È la stessa magia che Baglioni ha incontrato in una vita spesa in mezzo alle parole, compagne di un viaggio benedetto. In quarantadue anni di carriera ne ha scritte 41.487, perlopiù consacrate a quella leggerezza che gli è stata rinfacciata, e dietro la quale c'erano però uno sforzo e una tensione allo studio rimasti sommersi. «Negli anni Ottanta, per scrivere Strada facendo, mi preparai con i testi della Beat Generation. Prima d'allora avevo vissuto una fase d'innamoramento per Pasolini. Il Pasolini poeta di Monteverde, dico.

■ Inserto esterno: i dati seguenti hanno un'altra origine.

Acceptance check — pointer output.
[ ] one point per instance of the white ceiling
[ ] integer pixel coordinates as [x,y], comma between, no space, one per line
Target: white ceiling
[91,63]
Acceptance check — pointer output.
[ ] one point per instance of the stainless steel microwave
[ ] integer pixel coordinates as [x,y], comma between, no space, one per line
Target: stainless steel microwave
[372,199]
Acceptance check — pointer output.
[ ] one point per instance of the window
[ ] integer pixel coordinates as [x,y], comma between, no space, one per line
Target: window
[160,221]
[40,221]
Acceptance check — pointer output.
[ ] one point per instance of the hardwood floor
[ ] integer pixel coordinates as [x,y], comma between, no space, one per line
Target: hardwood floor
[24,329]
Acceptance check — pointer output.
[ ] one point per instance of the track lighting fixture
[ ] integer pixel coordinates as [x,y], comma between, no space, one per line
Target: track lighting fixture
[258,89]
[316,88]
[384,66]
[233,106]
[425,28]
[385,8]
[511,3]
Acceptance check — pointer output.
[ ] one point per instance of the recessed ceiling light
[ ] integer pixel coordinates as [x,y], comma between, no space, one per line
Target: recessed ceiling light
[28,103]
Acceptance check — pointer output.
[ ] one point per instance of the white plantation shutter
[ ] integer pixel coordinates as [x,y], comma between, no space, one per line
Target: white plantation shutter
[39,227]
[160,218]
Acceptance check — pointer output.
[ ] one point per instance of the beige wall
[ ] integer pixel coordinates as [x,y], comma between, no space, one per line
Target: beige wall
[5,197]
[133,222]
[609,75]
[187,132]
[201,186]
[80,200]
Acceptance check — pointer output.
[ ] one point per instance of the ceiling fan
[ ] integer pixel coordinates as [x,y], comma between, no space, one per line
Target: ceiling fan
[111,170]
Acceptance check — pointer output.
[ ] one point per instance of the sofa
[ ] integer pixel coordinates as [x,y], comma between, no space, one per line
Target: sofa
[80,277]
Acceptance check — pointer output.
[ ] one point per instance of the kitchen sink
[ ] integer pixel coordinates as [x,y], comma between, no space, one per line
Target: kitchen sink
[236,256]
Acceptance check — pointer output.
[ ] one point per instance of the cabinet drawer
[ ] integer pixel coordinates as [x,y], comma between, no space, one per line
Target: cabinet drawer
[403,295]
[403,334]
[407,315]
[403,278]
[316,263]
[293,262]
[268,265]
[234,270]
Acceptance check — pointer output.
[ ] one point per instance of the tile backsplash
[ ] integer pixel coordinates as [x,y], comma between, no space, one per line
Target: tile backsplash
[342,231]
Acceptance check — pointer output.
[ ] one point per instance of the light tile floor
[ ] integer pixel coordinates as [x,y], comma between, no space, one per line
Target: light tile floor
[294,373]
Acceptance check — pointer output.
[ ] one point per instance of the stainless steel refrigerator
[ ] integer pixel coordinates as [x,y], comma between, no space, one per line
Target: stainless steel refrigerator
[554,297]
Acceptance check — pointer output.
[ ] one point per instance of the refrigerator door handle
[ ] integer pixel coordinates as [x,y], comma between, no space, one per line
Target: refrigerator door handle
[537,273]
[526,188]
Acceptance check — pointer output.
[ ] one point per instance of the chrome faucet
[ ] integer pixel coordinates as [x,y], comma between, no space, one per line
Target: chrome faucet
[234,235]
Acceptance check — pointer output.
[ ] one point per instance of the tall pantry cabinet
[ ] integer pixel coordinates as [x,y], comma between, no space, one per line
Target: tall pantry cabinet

Ero attratto dal post neorealismo, dai racconti delle periferie, dalle opere d'arte partorite fra il '55 e il '60, quelle prima del boom, prima di Capri e Palma de Maiorca. E poi il richiamo dei poeti francesi, il fascino di Ezra Pound e Eliot, che ho riletto in lingua originale perché la poesia vive anche delle suggestioni del significante». Fino al Garcia Lorca omaggiato in uno dei suoi pezzi più felici, Fotografie (1981), l'orizzonte di cani che abbaia da lontano e una lei sporca di bacie sabbia, come la sposa infedele. È stata questa la filigrana insospettabile e intima nel lavoro di un cantautore accusato di troppa dolcezza, e che a sessantadue anni confida la sua soggezione al cospetto delle parole.

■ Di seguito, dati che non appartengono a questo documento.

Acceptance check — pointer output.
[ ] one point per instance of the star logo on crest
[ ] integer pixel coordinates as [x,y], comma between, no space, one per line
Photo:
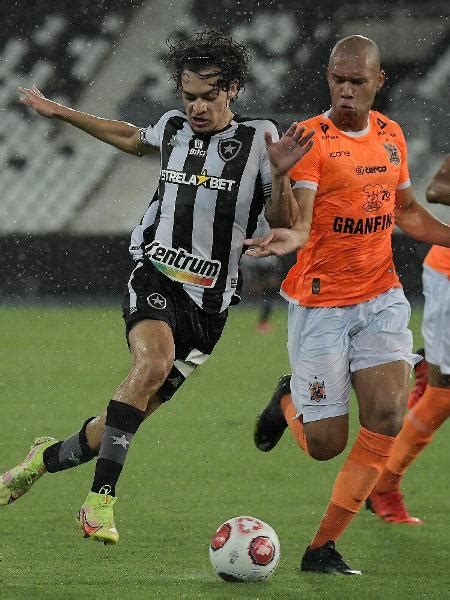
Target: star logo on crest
[122,441]
[203,178]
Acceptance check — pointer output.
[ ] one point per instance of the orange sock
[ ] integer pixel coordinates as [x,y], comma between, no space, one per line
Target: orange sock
[417,432]
[294,422]
[353,484]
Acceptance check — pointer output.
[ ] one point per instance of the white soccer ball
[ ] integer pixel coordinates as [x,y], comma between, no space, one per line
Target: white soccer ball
[244,549]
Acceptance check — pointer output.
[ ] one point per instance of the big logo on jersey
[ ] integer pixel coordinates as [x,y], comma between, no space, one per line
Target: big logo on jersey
[208,181]
[179,265]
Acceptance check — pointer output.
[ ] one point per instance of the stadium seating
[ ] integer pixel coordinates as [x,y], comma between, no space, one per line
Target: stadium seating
[43,179]
[47,177]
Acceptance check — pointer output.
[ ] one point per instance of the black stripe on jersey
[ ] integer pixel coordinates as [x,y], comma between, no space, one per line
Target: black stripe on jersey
[183,218]
[224,217]
[256,208]
[173,126]
[152,201]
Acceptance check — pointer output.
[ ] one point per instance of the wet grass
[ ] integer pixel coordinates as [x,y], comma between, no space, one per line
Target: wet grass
[191,466]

«Quando avevo 16-17 anni, tra i compagni che frequentavo ce n'era uno che chiamavamo "il letterato". Credo che oggi abbia un'agenzia pubblicitaria. Al "letterato" nel nostro gruppetto veniva riconosciuta una certa abilità nel comporre testi. Ma in fondo io mi dedicavo alla musica per non essere trasparente, cantavo e suonavo per farmi guardare un po' di più dalle ragazzine e farmi invidiare dai ragazzi alle feste. E farsi scrivere le parole dal "letterato" sarebbe stato come avere una bella macchina e lasciarla guidare a un altro». Cantautore per caso. Per orgoglio. Baglioni sussurra perfino per superbia. «Eppure conservo un rapporto doloroso, quasi schizofrenico con la scrittura. Scrivere in italiano, poi, è complicatissimo. Prova ne sono i libretti delle opere liriche, in molti casi veri obbrobri. Un amico sostiene che si canti di proposito con voce impostata perché non sia riconoscibile il senso. Il testo perfetto esiste, come no: penso a La cura oppure a Povera patria di Battiato, anche se non so riconoscerne uno bello slegandolo dalla sua musica. A maggior ragione se parliamo di Battiato. E poi c'è l' intera opera di De Gregori a confermarlo. Negli anni '70, dopo una baruffa iniziale, di Francesco sono diventato amico. Ho sempre invidiato la sua capacità di scrivere, glielo ho ripetuto spesso. A me le parole hanno fatto dannare».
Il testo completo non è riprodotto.